Frankly though, I've rarely come across situations where 100mb links come even close to saturation, let alone GigE.

However, GigE portchannels between cisco's do allow for a way to provide some redundancy, in that if one of the channels fails, the other one keeps working.

It's like Multi-chassis, Multi-link PPP. Obviously, B & C have to also be connected to each other for it to work. I've never done it myself. I just heard it's on the list of "neat stuff Nortel switches can do".

I've never been able to figure out an application for it myself.

As for 100mb links being saturated, imagine a switch to switch link with 40 users at 10mb on one switch trying to get across that link. You'd be looking at about 400mb of traffic trying to cross a 100mb link. Of course Gigabit Ehternet fixes that, but what if Gig wasn't an option?

-dj
thanks for the explanation :)

oh, i use etherchannel, both with gig and fastE links, but even the 40 users at 10mb almost *never* decide to transfer large files from the same source at the same time.

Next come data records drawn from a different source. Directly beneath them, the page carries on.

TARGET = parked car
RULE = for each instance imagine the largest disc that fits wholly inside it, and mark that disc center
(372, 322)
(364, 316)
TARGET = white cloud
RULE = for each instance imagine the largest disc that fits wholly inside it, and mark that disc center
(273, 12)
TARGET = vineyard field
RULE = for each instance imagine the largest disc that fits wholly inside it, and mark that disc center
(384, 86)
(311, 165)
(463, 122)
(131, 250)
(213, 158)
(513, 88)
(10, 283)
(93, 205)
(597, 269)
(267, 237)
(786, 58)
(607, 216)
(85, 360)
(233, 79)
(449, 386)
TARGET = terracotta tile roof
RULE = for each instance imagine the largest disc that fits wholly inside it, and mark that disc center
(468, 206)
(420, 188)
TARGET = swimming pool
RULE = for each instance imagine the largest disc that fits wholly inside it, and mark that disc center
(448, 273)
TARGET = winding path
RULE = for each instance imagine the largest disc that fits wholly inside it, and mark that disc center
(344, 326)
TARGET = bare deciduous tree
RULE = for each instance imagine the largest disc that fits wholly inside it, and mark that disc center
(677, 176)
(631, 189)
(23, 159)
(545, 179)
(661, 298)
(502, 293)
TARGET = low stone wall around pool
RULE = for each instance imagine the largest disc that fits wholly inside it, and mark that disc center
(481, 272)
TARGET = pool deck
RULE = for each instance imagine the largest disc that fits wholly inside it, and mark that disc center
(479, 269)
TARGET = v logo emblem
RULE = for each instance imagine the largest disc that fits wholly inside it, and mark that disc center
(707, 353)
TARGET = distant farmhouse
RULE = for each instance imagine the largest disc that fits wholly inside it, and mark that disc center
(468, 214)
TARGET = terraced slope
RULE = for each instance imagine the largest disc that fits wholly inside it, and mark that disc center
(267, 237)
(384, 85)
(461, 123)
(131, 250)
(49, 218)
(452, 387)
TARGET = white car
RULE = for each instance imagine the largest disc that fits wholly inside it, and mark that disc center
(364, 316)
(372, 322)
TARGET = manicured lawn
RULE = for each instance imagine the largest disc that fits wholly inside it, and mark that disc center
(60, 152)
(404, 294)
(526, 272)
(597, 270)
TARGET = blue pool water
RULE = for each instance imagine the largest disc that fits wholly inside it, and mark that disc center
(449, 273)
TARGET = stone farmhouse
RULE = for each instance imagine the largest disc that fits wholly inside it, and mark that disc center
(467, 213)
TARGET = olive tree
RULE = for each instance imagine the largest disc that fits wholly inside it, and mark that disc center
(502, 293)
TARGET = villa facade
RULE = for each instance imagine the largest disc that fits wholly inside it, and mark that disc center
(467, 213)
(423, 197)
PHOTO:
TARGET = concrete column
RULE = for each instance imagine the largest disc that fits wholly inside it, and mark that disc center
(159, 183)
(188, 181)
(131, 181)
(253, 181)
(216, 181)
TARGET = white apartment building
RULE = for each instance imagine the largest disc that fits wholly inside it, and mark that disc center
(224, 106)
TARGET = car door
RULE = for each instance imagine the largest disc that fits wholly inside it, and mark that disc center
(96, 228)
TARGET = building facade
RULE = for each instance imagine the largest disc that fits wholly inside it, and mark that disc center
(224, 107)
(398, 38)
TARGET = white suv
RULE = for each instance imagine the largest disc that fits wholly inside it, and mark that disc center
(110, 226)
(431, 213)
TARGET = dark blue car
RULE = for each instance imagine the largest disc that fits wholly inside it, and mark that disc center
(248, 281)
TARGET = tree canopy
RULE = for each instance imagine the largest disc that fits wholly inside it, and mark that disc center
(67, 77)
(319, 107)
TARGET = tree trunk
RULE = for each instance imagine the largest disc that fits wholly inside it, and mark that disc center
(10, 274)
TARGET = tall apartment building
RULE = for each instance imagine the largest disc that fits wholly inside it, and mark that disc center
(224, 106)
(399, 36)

Just for kicks, find the busiest box (mailserver, webserver, etc...) in your company, and from the Catalyst switch's enable, do a :
switch(enable)#sh top bytes 300

it will give you the top talkers over a 5 minute period. I'd be surprised if you see any port except perhaps the uplink port top 10% utilization of a 100mb port :)

at least that's been my findings....
Etherchannel has to exist on a single switch. It is logically a bundled link. For redundancy, be sure to use desirable on both sides of the channel. Setting either side to 'on' will force the channel to go errdisable if you lose one connection.

If you desire bandwidth, you should etherchannel.
 
If you desire redundancy, you can set links up between your IDF switch and two MDF switches with a link between the MDFs carrying the vlan (either an access link or a trunk to carry more than one IDF) Configure spanning tree with the root at an MDF switch.
Or build two etherchannels; one for each MDF link.